OpenXcell (3.8/5) scores higher overall, but "better" depends on your use case. OpenXcell is better for companies wanting AI strategy and custom LLM development bundled with broader web/mobile/data engineering services.. Innowise is better for companies wanting a dedicated 300-person AI/data hub backed by the staffing depth of a 3,500+ engineer group..
How do OpenXcell and Innowise differ in pricing?
OpenXcell uses time & materials, dedicated team pricing with a minimum engagement of Not published. Innowise uses time & materials, dedicated team pricing with a minimum engagement of Not published. Neither firm publishes a full rate card; a discovery call is required for project-specific quotes.
Which is better for enterprise: OpenXcell or Innowise?
OpenXcell is the larger team and typically the better enterprise-scale choice. For very large programmes, verify team size and compliance coverage directly with each company before shortlisting.
What are the main differences between OpenXcell and Innowise?

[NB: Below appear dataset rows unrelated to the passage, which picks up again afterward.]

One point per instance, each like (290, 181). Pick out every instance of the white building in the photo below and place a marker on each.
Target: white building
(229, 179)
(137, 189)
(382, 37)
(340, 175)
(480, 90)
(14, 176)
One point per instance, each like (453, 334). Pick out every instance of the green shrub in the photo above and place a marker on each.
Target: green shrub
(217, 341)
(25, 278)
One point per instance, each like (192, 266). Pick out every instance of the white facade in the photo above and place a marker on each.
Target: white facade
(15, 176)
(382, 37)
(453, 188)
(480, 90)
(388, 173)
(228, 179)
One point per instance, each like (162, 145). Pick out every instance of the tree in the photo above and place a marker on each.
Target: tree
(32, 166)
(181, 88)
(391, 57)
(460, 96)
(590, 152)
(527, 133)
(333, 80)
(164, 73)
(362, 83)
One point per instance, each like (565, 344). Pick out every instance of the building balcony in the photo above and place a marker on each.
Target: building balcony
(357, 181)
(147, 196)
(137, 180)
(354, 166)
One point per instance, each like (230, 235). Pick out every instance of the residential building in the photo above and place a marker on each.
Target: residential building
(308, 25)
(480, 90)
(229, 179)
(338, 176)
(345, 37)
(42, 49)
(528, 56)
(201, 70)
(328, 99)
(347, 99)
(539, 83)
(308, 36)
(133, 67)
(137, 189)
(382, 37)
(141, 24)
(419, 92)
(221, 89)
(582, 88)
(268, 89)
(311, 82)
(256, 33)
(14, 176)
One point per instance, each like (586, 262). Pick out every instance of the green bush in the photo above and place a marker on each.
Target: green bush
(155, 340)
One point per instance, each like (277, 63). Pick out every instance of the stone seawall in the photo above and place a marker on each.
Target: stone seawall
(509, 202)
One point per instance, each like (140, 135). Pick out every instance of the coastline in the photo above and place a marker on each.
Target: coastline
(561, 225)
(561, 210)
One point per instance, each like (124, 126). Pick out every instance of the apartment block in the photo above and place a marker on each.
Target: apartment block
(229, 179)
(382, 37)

OpenXcell's primary differentiator is: 500–1,000 person scale combined with a specific custom-llm development offering, not just general ai consulting.. Innowise's primary differentiator is: a specifically named 300+ person data and ai hub within a much larger 3,500+ engineer group, giving both focus and scale.. They also differ in team size (500–1,000 vs 3,500+), minimum engagement (Not published vs Not published), and primary industries served (Retail & E-commerce, FinTech vs FinTech, Retail & E-commerce).
Last reviewed: July 2026. Verify all details directly with each company before making a decision.